How well pay-per-click ads will work in the social context remains to be seen. Seb Bishop, president and CMO of MIVA, which runs its own contextual ad network, says that performance ads in communities such as MySpace might need an overlay of demographic targeting to make them truly relevant — a problematic need, given concerns over privacy within the communities.
“How will [Google] actually display the right ad to the right user at the right time?” Bishop asks. “You’ve got to make sure that you have that information in that user profile, which is very difficult to get, thanks to the likes of [New York state Attorney General Elliot] Spitzer out there making sure that you can’t get a hold of that information. But without that demographic profile information, it’s going to be a challenge to make sure that the ads convert as well for their advertiser base as those on the core Google network.”
But social networks have learned that they have to be careful about making use of the often quite extensive profile information they get from their members. Paradoxical though it may be, many of the same users who think nothing of posting personal details on their pages get vigorously protective if they find that information being used in ways that violate their privacy. Facebook recently caused a furor among its members by rolling out a service that notified members when their friends’ pages were updated with new content. As many as 500,000 users signed petitions calling for a removal of the feature as intrusive on their rights to their content. (Within days, Facebook announced the addition of privacy settings to the feed service, and that countermove seems to have quieted the complaints.)
There are other issues to confront before social networks gain wide acceptance as marketing platforms. Williamson points to marketers’ natural hesitation about inserting their brands and messages into an environment that’s built on uncensored content and free expression. “This is not an environment for the cautious marketers, the ones with 150 years of brand image to protect,” Williamson says. “Some companies are going to be totally horrified by the free flow of opinion that occurs on MySpace and networks like it.” Editorially controlled areas exist on most of these networks, but appearing in only those safe spaces risks limiting access to the broader membership.
Brand hijacking can also be a problem in the community-generated content on these networks, she points out. “A lot of member sites feature Pepsi brands or product images, but which are officially sanctioned by Pepsi? It’s very hard to tell. And I’m sure you could find pages on MySpace that show the Burger King in compromising situations.”

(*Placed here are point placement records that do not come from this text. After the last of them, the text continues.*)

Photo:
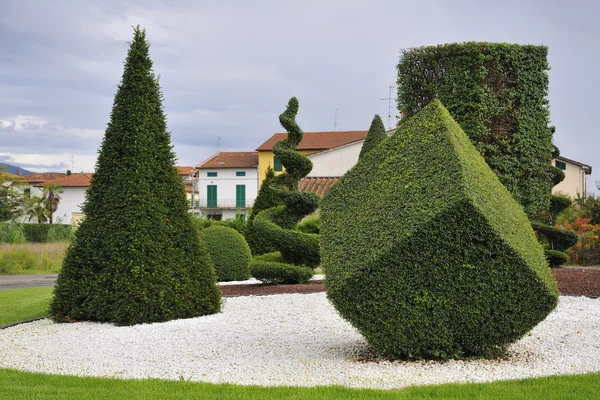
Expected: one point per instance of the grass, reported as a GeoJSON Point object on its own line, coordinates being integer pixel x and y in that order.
{"type": "Point", "coordinates": [31, 258]}
{"type": "Point", "coordinates": [25, 385]}
{"type": "Point", "coordinates": [23, 304]}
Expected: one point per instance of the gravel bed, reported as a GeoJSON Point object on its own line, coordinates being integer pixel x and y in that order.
{"type": "Point", "coordinates": [290, 339]}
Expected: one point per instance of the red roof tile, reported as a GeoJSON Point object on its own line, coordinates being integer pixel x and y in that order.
{"type": "Point", "coordinates": [73, 180]}
{"type": "Point", "coordinates": [317, 140]}
{"type": "Point", "coordinates": [41, 177]}
{"type": "Point", "coordinates": [318, 185]}
{"type": "Point", "coordinates": [226, 159]}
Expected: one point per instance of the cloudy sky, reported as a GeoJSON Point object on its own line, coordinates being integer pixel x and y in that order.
{"type": "Point", "coordinates": [228, 68]}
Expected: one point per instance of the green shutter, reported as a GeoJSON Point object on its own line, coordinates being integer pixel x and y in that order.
{"type": "Point", "coordinates": [240, 196]}
{"type": "Point", "coordinates": [278, 167]}
{"type": "Point", "coordinates": [211, 196]}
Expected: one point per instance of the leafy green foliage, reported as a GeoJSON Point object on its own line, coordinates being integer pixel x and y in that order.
{"type": "Point", "coordinates": [375, 135]}
{"type": "Point", "coordinates": [279, 273]}
{"type": "Point", "coordinates": [274, 228]}
{"type": "Point", "coordinates": [498, 93]}
{"type": "Point", "coordinates": [11, 201]}
{"type": "Point", "coordinates": [229, 253]}
{"type": "Point", "coordinates": [426, 253]}
{"type": "Point", "coordinates": [136, 257]}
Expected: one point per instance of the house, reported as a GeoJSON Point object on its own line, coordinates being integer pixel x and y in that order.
{"type": "Point", "coordinates": [228, 184]}
{"type": "Point", "coordinates": [575, 181]}
{"type": "Point", "coordinates": [347, 145]}
{"type": "Point", "coordinates": [69, 207]}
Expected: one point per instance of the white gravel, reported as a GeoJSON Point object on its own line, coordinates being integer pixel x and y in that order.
{"type": "Point", "coordinates": [290, 339]}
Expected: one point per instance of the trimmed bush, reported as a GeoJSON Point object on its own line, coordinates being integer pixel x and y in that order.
{"type": "Point", "coordinates": [136, 257]}
{"type": "Point", "coordinates": [426, 253]}
{"type": "Point", "coordinates": [498, 93]}
{"type": "Point", "coordinates": [375, 136]}
{"type": "Point", "coordinates": [280, 273]}
{"type": "Point", "coordinates": [229, 252]}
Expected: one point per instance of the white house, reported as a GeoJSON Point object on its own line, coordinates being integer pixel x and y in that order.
{"type": "Point", "coordinates": [575, 180]}
{"type": "Point", "coordinates": [71, 199]}
{"type": "Point", "coordinates": [228, 184]}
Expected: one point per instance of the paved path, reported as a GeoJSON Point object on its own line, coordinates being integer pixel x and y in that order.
{"type": "Point", "coordinates": [26, 281]}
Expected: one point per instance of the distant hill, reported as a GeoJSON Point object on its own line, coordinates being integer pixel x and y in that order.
{"type": "Point", "coordinates": [13, 170]}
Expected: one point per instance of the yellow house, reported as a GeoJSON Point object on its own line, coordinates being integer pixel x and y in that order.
{"type": "Point", "coordinates": [312, 142]}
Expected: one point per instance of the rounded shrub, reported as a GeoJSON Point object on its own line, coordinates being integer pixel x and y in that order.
{"type": "Point", "coordinates": [426, 253]}
{"type": "Point", "coordinates": [229, 253]}
{"type": "Point", "coordinates": [279, 273]}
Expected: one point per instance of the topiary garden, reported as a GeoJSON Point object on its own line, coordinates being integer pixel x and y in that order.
{"type": "Point", "coordinates": [228, 251]}
{"type": "Point", "coordinates": [426, 253]}
{"type": "Point", "coordinates": [276, 225]}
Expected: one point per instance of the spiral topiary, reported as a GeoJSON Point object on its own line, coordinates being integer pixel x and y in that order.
{"type": "Point", "coordinates": [277, 224]}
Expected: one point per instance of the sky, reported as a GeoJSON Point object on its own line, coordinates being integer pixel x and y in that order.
{"type": "Point", "coordinates": [228, 68]}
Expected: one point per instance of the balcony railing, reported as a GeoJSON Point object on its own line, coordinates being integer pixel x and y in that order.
{"type": "Point", "coordinates": [223, 203]}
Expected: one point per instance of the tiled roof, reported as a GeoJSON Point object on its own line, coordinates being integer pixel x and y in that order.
{"type": "Point", "coordinates": [317, 140]}
{"type": "Point", "coordinates": [185, 170]}
{"type": "Point", "coordinates": [42, 177]}
{"type": "Point", "coordinates": [318, 185]}
{"type": "Point", "coordinates": [73, 180]}
{"type": "Point", "coordinates": [231, 159]}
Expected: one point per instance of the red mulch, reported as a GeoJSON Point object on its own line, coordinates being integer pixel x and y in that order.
{"type": "Point", "coordinates": [571, 281]}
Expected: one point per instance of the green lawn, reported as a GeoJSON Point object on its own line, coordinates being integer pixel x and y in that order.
{"type": "Point", "coordinates": [22, 385]}
{"type": "Point", "coordinates": [22, 304]}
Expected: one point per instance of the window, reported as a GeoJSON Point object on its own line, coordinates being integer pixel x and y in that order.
{"type": "Point", "coordinates": [277, 162]}
{"type": "Point", "coordinates": [240, 196]}
{"type": "Point", "coordinates": [211, 196]}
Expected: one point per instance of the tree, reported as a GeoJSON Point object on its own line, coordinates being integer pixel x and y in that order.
{"type": "Point", "coordinates": [51, 198]}
{"type": "Point", "coordinates": [11, 201]}
{"type": "Point", "coordinates": [375, 136]}
{"type": "Point", "coordinates": [136, 257]}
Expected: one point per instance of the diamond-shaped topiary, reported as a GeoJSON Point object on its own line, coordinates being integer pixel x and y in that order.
{"type": "Point", "coordinates": [136, 257]}
{"type": "Point", "coordinates": [425, 251]}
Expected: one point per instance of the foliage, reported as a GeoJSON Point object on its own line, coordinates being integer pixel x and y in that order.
{"type": "Point", "coordinates": [498, 93]}
{"type": "Point", "coordinates": [11, 201]}
{"type": "Point", "coordinates": [31, 258]}
{"type": "Point", "coordinates": [30, 385]}
{"type": "Point", "coordinates": [554, 239]}
{"type": "Point", "coordinates": [265, 199]}
{"type": "Point", "coordinates": [375, 136]}
{"type": "Point", "coordinates": [310, 224]}
{"type": "Point", "coordinates": [136, 257]}
{"type": "Point", "coordinates": [426, 253]}
{"type": "Point", "coordinates": [279, 273]}
{"type": "Point", "coordinates": [274, 228]}
{"type": "Point", "coordinates": [12, 233]}
{"type": "Point", "coordinates": [229, 252]}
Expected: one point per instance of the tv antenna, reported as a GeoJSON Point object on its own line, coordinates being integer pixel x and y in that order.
{"type": "Point", "coordinates": [389, 99]}
{"type": "Point", "coordinates": [335, 119]}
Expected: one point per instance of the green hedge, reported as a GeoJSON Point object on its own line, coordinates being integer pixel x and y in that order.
{"type": "Point", "coordinates": [426, 253]}
{"type": "Point", "coordinates": [498, 93]}
{"type": "Point", "coordinates": [279, 273]}
{"type": "Point", "coordinates": [229, 252]}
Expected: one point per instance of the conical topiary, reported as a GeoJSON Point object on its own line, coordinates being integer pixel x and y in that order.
{"type": "Point", "coordinates": [426, 253]}
{"type": "Point", "coordinates": [375, 136]}
{"type": "Point", "coordinates": [136, 257]}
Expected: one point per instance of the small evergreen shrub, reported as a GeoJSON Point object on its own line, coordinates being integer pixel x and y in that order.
{"type": "Point", "coordinates": [229, 252]}
{"type": "Point", "coordinates": [280, 273]}
{"type": "Point", "coordinates": [426, 253]}
{"type": "Point", "coordinates": [12, 233]}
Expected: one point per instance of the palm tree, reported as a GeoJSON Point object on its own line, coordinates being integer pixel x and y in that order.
{"type": "Point", "coordinates": [37, 208]}
{"type": "Point", "coordinates": [51, 199]}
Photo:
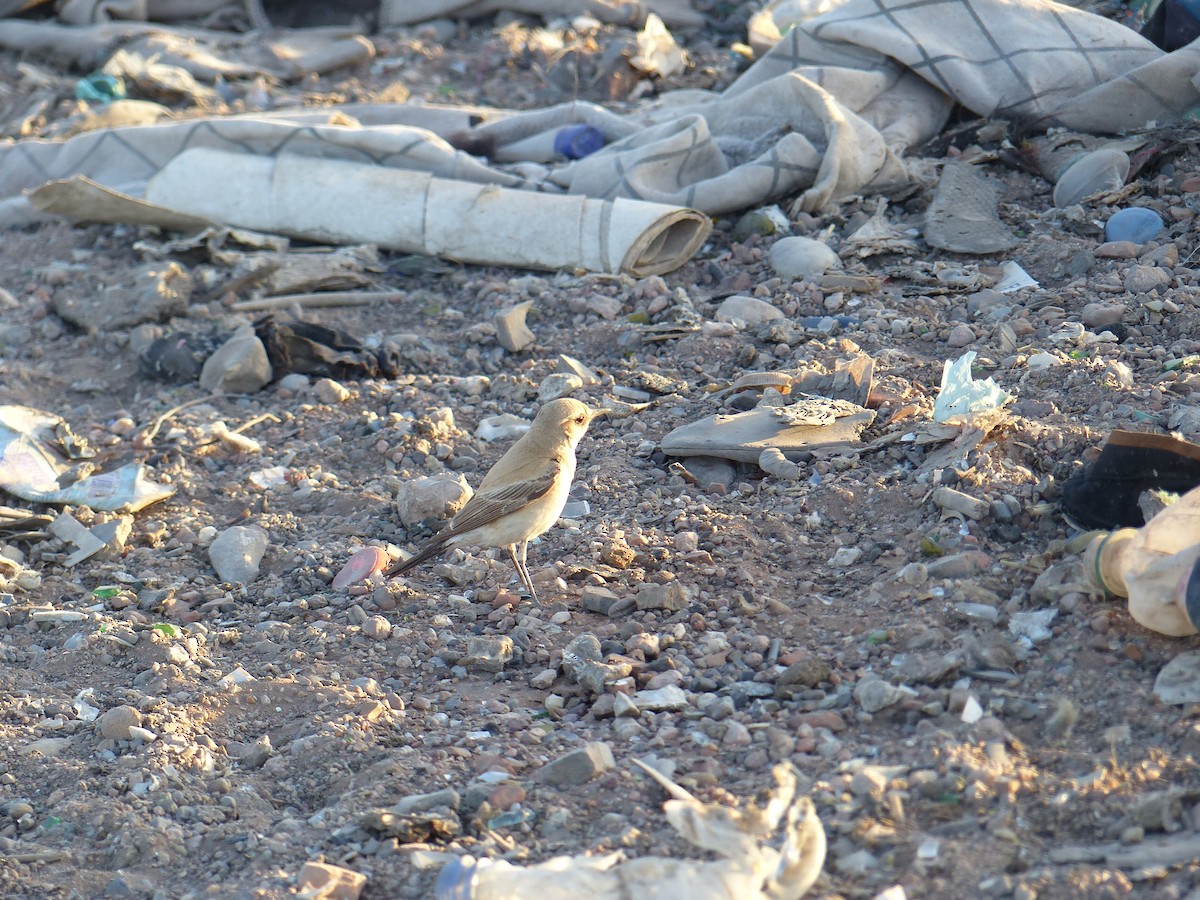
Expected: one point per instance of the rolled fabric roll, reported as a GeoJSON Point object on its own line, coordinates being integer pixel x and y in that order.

And there’s also the question of how advertisers will measure the effectiveness of their campaigns on social networks. At this early stage, most simply point to the number of page impressions they’ve received or the number of in-network “friends” who’ve linked to their pages. But those links can be automated through “adder” software, making the friend count yet another spammable performance metric. Over time, advertisers and social networks will have to come up with better yardsticks for tracking the results of messaging to these online communities, Williamson says.
But if their biggest fears about social networking can be allayed or even just mitigated, chances are good that advertisers will hold their noses and try at least an exploratory plunge into the medium. After all, MySpace accounted for 14.6% of all online ad impressions last May, according to Nielsen//NetRatings. That makes social networkers the kind of company advertisers of all stripes would like to keep.